Механически продолжая делать одну и ту же работу, они молчат, погрузившись в свои мысли. Устинья Петровна думает о минувшем, Соня — о будущем.
6
Вадим не подозревал, что то разочарование, какое пережил он при встрече с Соней от ее сдержанности, чуть ли не холодности, гораздо раньше довелось испытать самой Соне. Он не догадывался об этом, потому что не видел, с каким нетерпением выхватила Соня у почтальона первое его письмо, как оторвала непослушными пальцами зубчатую кромку конверта и жадно впилась взглядом в неровные строки.
Он напрасно считал ее тогда девочкой. Школьный фартук, тонкие косички — все так… А сердце? Безбоязненно открывшись навстречу первому чувству, билось оно беспокойно и восторженно, ясно и ласково голубели Сонины глаза, трепетно вздрагивала порою полудетская рука в грубоватой ладони Вадима. Ничего не понял Вадим. Даже тогда, когда, преодолев застенчивость и стыдливость, поцеловала его Соня на вокзале.
А Соня ждала. Ждала, что, не сказав при прощании, напишет он в письме страстные слова о вечной любви и верности, и тогда… Нет, ничего не случится тогда, Соня понимала. Вадим по-прежнему будет служить, а она — кончать школу. И все-таки начнется совсем другая жизнь. Никто не будет знать о ней, кроме Вадима и Сони, никому и не надо знать, но все-все станет иным.
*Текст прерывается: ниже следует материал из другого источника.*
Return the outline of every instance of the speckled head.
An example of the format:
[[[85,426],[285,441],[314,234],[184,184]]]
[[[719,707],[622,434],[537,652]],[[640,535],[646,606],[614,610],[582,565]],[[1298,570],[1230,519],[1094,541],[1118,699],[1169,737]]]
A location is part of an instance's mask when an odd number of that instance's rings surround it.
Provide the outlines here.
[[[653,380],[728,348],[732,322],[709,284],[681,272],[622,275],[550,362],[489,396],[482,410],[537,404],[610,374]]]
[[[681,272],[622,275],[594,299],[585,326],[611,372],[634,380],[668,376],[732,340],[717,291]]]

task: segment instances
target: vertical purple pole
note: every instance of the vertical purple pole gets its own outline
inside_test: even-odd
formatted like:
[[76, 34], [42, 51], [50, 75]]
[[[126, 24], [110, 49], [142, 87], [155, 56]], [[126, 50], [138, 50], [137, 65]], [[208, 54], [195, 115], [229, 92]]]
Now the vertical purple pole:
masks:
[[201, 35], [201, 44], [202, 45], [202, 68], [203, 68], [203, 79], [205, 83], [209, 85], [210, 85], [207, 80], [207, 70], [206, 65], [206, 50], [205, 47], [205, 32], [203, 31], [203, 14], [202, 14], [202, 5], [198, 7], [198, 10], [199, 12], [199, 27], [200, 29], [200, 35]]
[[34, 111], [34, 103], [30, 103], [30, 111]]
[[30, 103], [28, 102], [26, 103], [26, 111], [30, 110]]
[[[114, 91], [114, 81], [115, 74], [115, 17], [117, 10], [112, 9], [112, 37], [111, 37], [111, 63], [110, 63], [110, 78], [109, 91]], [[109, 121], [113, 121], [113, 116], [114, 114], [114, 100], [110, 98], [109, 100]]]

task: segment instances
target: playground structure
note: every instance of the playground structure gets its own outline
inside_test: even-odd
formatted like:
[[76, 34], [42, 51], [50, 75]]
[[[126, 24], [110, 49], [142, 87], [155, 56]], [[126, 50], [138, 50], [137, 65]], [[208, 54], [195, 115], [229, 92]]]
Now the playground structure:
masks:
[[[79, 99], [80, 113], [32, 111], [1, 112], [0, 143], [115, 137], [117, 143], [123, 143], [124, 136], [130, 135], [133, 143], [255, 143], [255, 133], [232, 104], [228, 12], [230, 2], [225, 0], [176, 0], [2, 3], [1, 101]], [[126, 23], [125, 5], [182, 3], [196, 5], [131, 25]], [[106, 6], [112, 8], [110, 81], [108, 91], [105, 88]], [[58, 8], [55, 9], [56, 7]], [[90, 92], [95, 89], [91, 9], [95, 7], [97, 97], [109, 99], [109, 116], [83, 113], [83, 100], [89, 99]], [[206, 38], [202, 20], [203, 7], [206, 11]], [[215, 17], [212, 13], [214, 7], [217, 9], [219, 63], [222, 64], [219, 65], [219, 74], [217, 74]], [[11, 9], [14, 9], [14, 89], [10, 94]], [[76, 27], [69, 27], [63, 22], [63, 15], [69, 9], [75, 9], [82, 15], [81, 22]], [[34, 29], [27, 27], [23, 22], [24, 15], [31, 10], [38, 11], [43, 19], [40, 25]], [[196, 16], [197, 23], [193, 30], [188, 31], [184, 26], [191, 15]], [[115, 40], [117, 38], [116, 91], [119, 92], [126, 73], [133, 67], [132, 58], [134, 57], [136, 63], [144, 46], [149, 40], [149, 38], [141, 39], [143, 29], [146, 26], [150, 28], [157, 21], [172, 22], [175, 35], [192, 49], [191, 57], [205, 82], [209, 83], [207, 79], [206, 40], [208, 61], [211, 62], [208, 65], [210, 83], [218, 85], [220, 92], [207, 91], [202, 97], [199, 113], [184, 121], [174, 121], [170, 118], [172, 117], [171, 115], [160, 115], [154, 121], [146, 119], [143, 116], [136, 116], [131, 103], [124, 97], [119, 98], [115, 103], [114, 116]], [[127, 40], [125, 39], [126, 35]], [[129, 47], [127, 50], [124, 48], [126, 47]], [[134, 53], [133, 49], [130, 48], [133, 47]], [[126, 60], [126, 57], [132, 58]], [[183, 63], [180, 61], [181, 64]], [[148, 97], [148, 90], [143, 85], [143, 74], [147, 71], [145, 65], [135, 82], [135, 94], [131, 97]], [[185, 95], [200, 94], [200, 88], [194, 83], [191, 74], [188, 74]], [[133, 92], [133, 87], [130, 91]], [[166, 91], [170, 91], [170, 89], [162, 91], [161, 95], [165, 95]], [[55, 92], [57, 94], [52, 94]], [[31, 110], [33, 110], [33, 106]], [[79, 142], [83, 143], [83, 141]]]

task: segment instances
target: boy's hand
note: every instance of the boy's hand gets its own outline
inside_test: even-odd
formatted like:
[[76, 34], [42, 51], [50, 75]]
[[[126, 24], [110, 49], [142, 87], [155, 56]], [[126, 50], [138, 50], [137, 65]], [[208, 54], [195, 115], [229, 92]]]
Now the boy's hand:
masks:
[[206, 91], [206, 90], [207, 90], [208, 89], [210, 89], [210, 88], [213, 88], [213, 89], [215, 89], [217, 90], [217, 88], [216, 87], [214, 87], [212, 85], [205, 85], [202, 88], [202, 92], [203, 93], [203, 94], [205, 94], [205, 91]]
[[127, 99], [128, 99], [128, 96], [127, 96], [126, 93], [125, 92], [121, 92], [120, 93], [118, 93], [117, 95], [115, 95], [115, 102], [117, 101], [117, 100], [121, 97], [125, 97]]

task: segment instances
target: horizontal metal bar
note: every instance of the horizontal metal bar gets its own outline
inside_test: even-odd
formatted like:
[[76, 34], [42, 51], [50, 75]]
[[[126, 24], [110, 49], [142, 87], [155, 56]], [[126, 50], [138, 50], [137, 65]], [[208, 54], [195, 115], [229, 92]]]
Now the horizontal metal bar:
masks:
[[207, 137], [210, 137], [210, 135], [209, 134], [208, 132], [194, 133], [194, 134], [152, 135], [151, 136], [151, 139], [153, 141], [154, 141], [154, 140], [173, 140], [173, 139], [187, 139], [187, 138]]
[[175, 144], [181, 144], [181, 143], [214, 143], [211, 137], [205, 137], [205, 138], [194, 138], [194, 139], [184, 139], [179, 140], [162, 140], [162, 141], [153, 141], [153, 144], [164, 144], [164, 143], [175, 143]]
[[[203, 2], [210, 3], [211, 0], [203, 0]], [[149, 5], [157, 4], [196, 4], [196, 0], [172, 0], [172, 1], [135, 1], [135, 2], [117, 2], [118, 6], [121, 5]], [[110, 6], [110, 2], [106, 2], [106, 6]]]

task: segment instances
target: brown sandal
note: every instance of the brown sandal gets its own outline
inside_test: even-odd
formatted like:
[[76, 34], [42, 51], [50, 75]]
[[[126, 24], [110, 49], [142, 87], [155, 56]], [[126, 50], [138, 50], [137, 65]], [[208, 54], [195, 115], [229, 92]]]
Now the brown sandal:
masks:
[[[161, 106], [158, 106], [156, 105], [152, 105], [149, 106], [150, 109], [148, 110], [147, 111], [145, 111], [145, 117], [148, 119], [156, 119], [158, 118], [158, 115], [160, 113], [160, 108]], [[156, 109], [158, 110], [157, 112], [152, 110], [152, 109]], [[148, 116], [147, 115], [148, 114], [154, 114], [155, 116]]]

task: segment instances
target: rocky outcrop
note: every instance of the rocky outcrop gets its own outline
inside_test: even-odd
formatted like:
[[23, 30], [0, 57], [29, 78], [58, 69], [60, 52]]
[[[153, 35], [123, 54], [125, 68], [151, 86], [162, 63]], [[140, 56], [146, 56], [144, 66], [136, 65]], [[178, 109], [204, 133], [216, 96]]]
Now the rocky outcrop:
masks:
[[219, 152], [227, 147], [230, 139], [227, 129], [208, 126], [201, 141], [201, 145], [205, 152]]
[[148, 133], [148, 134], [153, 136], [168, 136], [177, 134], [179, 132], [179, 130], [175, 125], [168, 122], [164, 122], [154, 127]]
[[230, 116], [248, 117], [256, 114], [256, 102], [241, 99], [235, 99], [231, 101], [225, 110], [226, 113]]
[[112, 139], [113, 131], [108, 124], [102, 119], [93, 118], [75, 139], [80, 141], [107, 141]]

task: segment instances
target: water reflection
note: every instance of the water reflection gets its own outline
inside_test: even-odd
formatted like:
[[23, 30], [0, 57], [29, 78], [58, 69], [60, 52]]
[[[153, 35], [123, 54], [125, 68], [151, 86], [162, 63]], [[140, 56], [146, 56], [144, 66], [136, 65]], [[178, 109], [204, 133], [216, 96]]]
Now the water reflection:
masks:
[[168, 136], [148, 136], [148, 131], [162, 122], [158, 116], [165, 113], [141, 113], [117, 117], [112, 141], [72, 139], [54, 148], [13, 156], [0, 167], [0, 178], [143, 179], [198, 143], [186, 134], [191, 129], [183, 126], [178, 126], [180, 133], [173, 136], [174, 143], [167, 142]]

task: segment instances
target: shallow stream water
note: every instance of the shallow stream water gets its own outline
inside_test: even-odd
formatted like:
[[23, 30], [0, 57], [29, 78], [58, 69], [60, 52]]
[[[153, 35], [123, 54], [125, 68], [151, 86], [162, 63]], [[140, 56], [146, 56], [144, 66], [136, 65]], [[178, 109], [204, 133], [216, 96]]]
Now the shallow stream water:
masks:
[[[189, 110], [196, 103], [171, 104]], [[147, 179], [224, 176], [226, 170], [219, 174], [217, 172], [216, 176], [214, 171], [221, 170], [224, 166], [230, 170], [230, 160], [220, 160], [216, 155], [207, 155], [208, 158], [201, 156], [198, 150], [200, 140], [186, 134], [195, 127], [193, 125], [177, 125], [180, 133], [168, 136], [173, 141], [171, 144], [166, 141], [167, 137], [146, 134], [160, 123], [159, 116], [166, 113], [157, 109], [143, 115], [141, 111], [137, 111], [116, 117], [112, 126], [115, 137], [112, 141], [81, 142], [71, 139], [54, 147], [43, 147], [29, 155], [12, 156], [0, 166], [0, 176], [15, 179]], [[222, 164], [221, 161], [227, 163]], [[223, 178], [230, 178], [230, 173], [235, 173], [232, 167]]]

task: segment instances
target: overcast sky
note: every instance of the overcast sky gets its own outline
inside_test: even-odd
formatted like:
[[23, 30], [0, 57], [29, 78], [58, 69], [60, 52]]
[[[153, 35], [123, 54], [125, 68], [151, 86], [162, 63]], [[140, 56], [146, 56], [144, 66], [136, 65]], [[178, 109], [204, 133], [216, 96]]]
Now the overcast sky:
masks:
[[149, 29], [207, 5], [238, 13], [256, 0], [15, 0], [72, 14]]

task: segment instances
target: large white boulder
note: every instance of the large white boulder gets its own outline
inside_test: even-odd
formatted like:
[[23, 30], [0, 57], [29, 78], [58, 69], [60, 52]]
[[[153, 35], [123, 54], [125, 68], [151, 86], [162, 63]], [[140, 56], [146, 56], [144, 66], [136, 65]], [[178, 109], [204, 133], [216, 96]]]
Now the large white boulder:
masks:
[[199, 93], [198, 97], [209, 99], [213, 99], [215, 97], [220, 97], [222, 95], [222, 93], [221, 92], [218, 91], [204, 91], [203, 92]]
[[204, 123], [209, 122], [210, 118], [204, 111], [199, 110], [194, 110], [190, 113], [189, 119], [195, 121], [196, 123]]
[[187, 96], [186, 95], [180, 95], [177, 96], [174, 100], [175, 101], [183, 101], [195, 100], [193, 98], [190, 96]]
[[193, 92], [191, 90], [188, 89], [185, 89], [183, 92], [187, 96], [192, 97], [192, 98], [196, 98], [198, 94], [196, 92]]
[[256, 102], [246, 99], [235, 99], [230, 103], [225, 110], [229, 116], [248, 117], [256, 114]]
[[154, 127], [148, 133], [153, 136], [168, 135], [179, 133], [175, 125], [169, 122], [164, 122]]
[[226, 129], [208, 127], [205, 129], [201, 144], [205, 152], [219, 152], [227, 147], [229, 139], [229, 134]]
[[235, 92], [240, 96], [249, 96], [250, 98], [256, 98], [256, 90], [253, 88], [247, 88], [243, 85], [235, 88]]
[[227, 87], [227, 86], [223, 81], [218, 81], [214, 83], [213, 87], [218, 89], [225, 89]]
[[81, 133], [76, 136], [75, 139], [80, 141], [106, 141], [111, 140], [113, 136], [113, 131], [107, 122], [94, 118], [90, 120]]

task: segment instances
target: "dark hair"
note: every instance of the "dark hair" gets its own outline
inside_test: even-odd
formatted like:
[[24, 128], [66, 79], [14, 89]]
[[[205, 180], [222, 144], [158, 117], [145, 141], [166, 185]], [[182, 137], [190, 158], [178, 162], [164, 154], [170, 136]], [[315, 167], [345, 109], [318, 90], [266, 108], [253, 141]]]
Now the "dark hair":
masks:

Первое письмо от Вадима пришло через три месяца после его отъезда. Соня похудела за эти месяцы, стала хуже учиться, особенно по математике. Ей скучно, тягостно было решать алгебраические уравнения, в то время как решалось и все не могло решиться самое главное в ее жизни. Ведь такое случается — Соня из книг знала, да и по себе чувствовала — такое случается в жизни только однажды.
С лихорадочной поспешностью читала она письмо, пропуская целые строчки, стараясь скорее дойти до тех слов… Прочитала до конца и… не поверила. Она была одна в квартире и стояла у холодного замерзшего окна, за которым уже сгущались сумерки. Машинально протерла пальцем дырку в ледяном покрове стекла, потом отошла от окна, включила свет, села за стол и перечитала письмо еще раз, медленно и не пропуская ничего. Доехал благополучно. Дорога очень интересная. Служить будет весело — есть хорошие ребята. Учись лучше: впереди десятый класс. Привет тете. И все.